Our vision is that Belfast is recognised globally
as a healthy, equitable and sustainable city

Healthy Cities 21st Century

Halfway round the world

In mid December, Belfast Healthy Cities joined a delegation that swapped the ice and snow of Belfast for four days in the city of Curitiba in southern Brazil. The aim of the trip was to learn about the city’s ground breaking approach to planning and transport, and to find out about initiatives supporting older people.

Anne and Jonna took part in the trip, which formed part of the Healthy Urban Living and Ageing in Place (HULAP) research project led by Queen’s University Belfast in collaboration with the Pontiff Catholic University of Paranã, based in Curitiba. The aim of the research project is to explore how physically active older people in each city are, what their local environment is like and how older people perceive it, in order to identify key elements of an urban environment that supports older people to be physically active. Belfast Healthy Cities is contributing to a work package aiming to encourage policy makers to use research findings more extensively in decision making, and has provided the secretariat for an Impact Advisory Group consisting of key agencies in Belfast in the built environment and ageing sectors.

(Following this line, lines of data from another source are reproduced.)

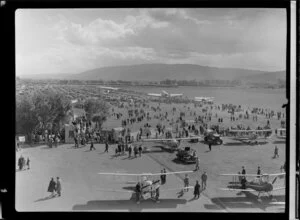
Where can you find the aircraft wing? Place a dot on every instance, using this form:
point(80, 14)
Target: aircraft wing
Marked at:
point(174, 95)
point(144, 174)
point(279, 188)
point(109, 88)
point(155, 94)
point(250, 130)
point(190, 187)
point(252, 175)
point(245, 190)
point(115, 190)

The delegation was very helpfully and effectively led by Prof Geraint Ellis from QUB, supported by fellow QUB researcher Sara Moutinho Barbosa de Melo, who as a native Portuguese speaker was an invaluable help with everything from directions to engaging with local service users. Three Impact Advisory Group members also took part, including Linda Robinson from Age NI, Dermot O’Kane from Belfast City Council and Stephen Wood from the Department for Infrastructure. Prof Geoff Green, member of the International Advisory Group for the project, also joined the delegation.

After some early drama sprinting for the flight from London to Sao Paulo, the delegation arrived in a very sunny Curitiba, where we were very kindly looked after by the hosts, Dr Adriano Akira Hino from Pontiff Catholic University of Paranã, Prof Ciro Rodriguez Añez and Brazilian project lead, Prof Rodrigo Reis (based at Washington University St Louis). Our hosts took us everywhere from the viewing tower with spectacular views of the city, which has concentrated high rise buildings along public transport corridors creating a canyon effect, to the ‘citizenship street’, an initiative providing key public services and discount fruit and vegetable shops in buildings located at public transport hubs throughout the city of 1.7m people, and community centres providing activity classes for older people. 

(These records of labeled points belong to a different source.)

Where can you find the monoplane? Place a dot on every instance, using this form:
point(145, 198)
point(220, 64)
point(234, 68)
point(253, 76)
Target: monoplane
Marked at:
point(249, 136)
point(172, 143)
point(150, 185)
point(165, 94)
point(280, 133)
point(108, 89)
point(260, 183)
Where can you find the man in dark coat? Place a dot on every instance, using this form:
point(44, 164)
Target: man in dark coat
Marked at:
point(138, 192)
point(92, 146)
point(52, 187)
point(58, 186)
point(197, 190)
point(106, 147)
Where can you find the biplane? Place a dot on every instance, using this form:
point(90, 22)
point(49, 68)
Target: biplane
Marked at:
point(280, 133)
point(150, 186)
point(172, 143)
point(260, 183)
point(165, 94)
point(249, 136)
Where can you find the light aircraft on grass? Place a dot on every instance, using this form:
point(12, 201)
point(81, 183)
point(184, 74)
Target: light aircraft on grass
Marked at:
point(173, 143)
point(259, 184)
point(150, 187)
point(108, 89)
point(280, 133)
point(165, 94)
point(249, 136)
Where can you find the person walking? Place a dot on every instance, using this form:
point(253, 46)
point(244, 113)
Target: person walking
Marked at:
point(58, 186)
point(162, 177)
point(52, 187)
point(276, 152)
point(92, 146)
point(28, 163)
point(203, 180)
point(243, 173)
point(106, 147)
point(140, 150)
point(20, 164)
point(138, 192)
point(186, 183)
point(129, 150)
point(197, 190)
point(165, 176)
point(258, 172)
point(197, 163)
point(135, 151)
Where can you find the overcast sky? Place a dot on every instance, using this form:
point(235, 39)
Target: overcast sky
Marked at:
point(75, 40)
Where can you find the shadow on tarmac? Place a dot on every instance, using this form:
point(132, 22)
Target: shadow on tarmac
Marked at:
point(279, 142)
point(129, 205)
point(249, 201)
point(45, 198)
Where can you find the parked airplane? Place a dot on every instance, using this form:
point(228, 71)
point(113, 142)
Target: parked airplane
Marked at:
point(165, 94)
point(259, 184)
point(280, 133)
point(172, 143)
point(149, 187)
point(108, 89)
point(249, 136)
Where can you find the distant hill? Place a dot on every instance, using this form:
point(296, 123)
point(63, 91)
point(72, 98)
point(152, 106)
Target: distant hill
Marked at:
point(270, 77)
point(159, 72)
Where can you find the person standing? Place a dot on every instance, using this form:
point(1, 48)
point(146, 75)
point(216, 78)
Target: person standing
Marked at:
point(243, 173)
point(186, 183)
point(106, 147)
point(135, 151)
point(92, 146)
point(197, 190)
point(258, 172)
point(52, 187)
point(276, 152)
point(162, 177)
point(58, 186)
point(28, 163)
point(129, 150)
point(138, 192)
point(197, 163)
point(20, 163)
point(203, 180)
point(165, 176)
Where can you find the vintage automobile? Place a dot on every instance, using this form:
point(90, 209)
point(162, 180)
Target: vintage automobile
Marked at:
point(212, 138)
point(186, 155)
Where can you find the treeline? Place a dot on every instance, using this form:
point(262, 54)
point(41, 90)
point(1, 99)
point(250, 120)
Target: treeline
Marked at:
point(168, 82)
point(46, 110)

The delegation also visited the Planning Institute of Curitiba, where we had a presentation on the rationale and implementation of the innovative planning and transport approach that has made Curitiba world famous. The city developed the world’s first bus rapid transport system in the 1970s, and has concentrated development along the bus corridors ever since. Today, the transport system is self sustaining at a fare equivalent to £1 per journey.

The final day was spent on a leisurely train trip through rainforest with breathtaking views, which provided an ideal opportunity to reflect on everything we had seen and learnt. What is certain is that there is a lot Belfast can learn from elsewhere; now, the task is to see how we can build on the ideas and contacts made.